Übrigens ist in dem Zusammenhang interessant, daß das Leben auf dem Meer, auf den Flüssen, auf den Fahrten, in Küstenregionen generell wie eine Lebensentscheidung gesehen worden sein muß. Die Skandinavier im Binnenland waren anders, und fürchteten sich selbst vor ihren ehemaligen Landsleuten, die zu einer andern Art von Vikingern geworden waren.

Köstlich aber, wie der ganz andere Zivilisationsstandards gewöhnte Araber die Morgenprozedur beschreibt: Es begann mit dem Chef, der war der erste, der eine Schüssel mit Wasser (das irgendwo geholt worden war, egal wie dreckig die Wasserquelle auch gewesen sein mochte) vor sich hielt. Und dann seine Mund spülte, das Wasser durch die Nase zog, sich schneuzte und hustete und spuckte, sich die Ohren putzte, die Zähne - das alles in die Schüssel mit Wasser vor ihm. 

Die er nun an den im Rang Nächsthöheren weitergab, der diese Prozedur leidenschaftlich wiederholte. So ging das dann bis zum letzten hinunter, und immer mir demselben Wasser in derselben Schüssel. Der Film "Der 13te Krieger" wird, eingebettet in eine recht plausible Szene des Zusammenpralls der beiden so unterschiedlichen Kulturen der Araber und Vikinger, enthält so eine Szene. Es dreht nicht nur dem von Antonio Banderas verkörperten Araber den Magen um, auch dem Zuschauer, garantiert. Zumindest in diesem Punkt haben sich unsere Sitten über die seither verstrichenen 800 bis 1.200 Jahre leicht gebessert.

Wasser wollten die Vikinger nur unterm Kiel. Sie wuschen sich nicht einmal nach dem (häufig vollzogenen) Geschlechtsverkehr (was der Araber ganz besonders abstoßend fand, zumal die Frau ja "unrein" sein konnte), ja sie wuschen nicht einmal nach der Notdurft ihre Hände, liest man. Und das will etwas heißen, denn Klopapier gab es nicht. Womit also reinigte sich der gestandene Wikinger nach seinem Geschäft? Richtig. 

Was an sich ja keineswegs ungewöhnlich ist, daran soll's also nicht liegen. Noch heute ist es östlich und südlich vom Schwarzmeer Sitte, von Damaskus bis zum Indus. Weshalb man sich dort ja nicht die (rechte) Hand gibt, es wäre ein Zeichen der Verachtung.

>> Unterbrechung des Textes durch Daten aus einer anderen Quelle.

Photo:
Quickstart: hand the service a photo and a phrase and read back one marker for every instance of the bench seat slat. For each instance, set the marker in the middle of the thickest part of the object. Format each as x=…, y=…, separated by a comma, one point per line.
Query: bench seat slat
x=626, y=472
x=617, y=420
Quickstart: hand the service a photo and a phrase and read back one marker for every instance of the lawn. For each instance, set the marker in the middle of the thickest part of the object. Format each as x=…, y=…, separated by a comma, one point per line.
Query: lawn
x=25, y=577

Aber immerhin reinigt man sich dort überall mit Wasser, die Vorrichtung dazu findet sich auf jeder Provinztoilette, wie man selbst in Nordzypern sehen kann.

Was bei uns bemerkenswerterweise erst seit wenigen Jahrzehnten durch das sogenannte "Bidet" Sitte wurde. Und mit den "Feuchttüchern", wie sie Zewa anbietet, so halbwegs nachgeahmt wird. Auch das aber eine noch recht junge Angelegenheit. Mit der Wasserkultur hat es aber sowieso ein Problem bei den West- und Zentraleuropäern. Was immer wir von den Römern übernommen haben - deren Badekultur und Hygienefimmel war es nicht. Leider. Noch heute fristet eine in irgendeine Ecke gepfriemelte Dusche ein verschämtes Nutzen- und Technik-Schattendasein in der Existenz des durchschnittlichen Bewohners unserer Breiten.